City storyteller wants to ban the word 'gritty'

(CNN) — I can’t stand the term “gritty” when it’s used to describe my hometown and my residence of Detroit. It’s empty. It’s lost all meaning. It’s an overused term that, far too often, simplifies this city to an easily digestible narrative when there are several storylines here.

A decade ago, I was a copy-editing intern at the San Jose Mercury News, and my copy chief was from the island of Guam. Being copy editors, our job at the paper was to avoid clichés and help writers find better ways to communicate their stories to readers. My copy chief always said she hated how whenever she read something about Guam from someone not from Guam, it was described as “hardscrabble” — so much so, she cut the word “hardscrabble” out of any copy she came across in her career.

While Detroit in some ways can be gritty, just as Guam in some ways can be hardscrabble, it’s not the only defining characteristic. But sure enough, do a quick query for “Detroit” and “gritty,” and it comes up multiple times. It’s exhausting.

I guess I want people to understand that Detroiters are many things. We’re resilient, meaning that yes, we stick it out through “tough times” — and even that can come off as cliché. I say this because as I, and many others, grew up in Detroit, we had a lot of fun here.

This where we came of age — first kisses, first drivers’ licenses, all of that good stuff. Gritty moments? Sure. If you go to any large American city, few, if any, of those cities been immune to some of the ills that plague urban life. But should that be a city’s sole defining characteristic?

In Detroit, it has been. Here’s my theory.

Detroit is a large city, yes, but it’s one of few that has a majority black population. And because of that, writers and other observers never take the time — the real time — to really dig deep enough into our population here. It’s far more easier to apply a simple label instead of understanding nuance.

Not only that, but there’s an expectation that black people — through the viewpoints of onlookers, mind you — must forever endure a level of hardship. No one can ever see our vitality, our joy, our happiness. We must always wallow in the negative, because it fits neatly into a narrative that black people are always in the position of having to overcome.

Then there’s the narrative of sympathy. By forever branding Detroiters as “gritty,” we’re put in the position of being pitied over. Bleeding hearts all over the place suddenly feel the plight of Detroiters, and what happens when that sentiment arises? Suddenly, the hardscrabble, gritty Detroiters are in need of a savior — someone to rescue us from all this grittiness and strife, because that’s what we’ve been waiting for all this time, right?

No.

I’ll tell you what Detroit is. We’re a prideful people that love our city more than anything — even if we do, in many cases, make the difficult decision to leave the city for somewhere outside the boundaries.

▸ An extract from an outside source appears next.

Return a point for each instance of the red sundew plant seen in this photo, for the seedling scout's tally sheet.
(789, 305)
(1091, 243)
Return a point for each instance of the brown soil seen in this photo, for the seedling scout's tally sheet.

We’re a people who make a way out of no way, something all of our Southern grandparents and great-grandparents passed down to us, and will still marvel at our accomplishment without outside validation. We take Detroit everywhere we go, because this city has instilled something in us that simply cannot be replicated elsewhere. And most of all, we’re a city with multiple identities, multiple human emotions and multiple stories that are far too complex to reduce to one adjective.

So, don’t call our city gritty. All you have to do is get to know us better, and you’ll see we’re so much more.

Aaron Foley is a Detroit native, author of the book “How to Move to Detroit Without Being a Jackass” and the Motor City’s first-ever city storyteller.